Só que faltava combustível na praça. E a ambulância não apareceu na hora oportuna. A quem recorrer naquela hora de aflição intensa? Foi então que lhe veio a ideia chamar um taxi. Decerto seria a salvação da mulher e do filho tão esperado. Mas o taxi também estava sem gasolina. A espera numa fila enorme num posto da esquina.

Desesperado, entre aflito e com o peito carregado de angústia, o infeliz pai de primeira viagem carregou, em seus braços frágeis, a esposa até a rua.

Mais uma vez Tiãozinho pensou que a sorte iria sorrir em sua direção. Justamente naquela hora de aflição intensa passou um amigo do supermercado desabastecido. A greve dos caminhoneiros completava dez dias inteiros.

Emília empalidecia mais e mais. Com a bolsa rota poderia ter o bebê ali mesmo. Em plena rua.

Uma vez dentro do carro, no banco da frente, Tiãozinho, assustado, não via a hora de chegar ao hospital.

Dois quilômetros adiante uma barreira enorme aguardava o carro que levava a parturiente. Caminhões impediam o progresso de qualquer veículo que ousasse ir a frente. Manifestantes ruidosos, grevistas, bradavam por um país melhor.

Eram pessoas de todas as castas e origens. A maioria vândalos e gente de péssima índole.
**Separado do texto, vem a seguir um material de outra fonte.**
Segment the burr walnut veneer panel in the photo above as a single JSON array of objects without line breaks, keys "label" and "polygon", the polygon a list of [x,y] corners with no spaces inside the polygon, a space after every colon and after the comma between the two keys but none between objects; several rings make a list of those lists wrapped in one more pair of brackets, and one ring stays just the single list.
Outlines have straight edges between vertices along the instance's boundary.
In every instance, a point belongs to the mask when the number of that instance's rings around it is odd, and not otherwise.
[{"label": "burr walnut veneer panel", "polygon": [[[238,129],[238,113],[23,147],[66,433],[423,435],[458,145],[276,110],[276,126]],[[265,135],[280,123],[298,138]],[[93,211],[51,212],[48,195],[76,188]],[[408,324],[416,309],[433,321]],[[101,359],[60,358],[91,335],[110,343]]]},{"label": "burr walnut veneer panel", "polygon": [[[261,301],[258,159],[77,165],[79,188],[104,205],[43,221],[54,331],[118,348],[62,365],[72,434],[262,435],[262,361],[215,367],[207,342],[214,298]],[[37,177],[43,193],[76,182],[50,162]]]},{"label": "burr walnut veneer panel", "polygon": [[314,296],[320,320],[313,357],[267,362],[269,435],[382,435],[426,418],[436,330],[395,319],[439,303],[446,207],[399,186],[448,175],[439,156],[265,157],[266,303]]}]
Nem caminhoneiros eram. Bandeiras verde amarelas tremulavam soltas pelas ruas. Sob apupos da massa ensandecida.

O carro que levava a pobre Emília foi impedido de passar por aquela manifestação intransigente. Repleta de gente inconsequente.

O resultado foi o esperado. A pobre criança nasceu sem vida. No banco da frente do carro. Entre uivos de dor e o olhar desconsolado do pai Sebastião.

Dois dias depois a pobre mãe, de primeira cria, também acabou não vendo a luz de um novo dia. Emília veio a falecer dias depois.

Tudo graças a uma manifestação irresponsável, de um país à deriva. Que não encontra o próprio caminho. Nestes descaminhos a que estamos acostumados. Pena.

Quando me perguntam sobre o país que quero. Fica ao final a resposta. Mais ordem. Mais trabalho. Menos protestos. Mais responsabilidade na hora do voto. Menos futebol. Mais seriedade com o nosso destino.

Caso contrário nem poderemos entoar o nosso hino.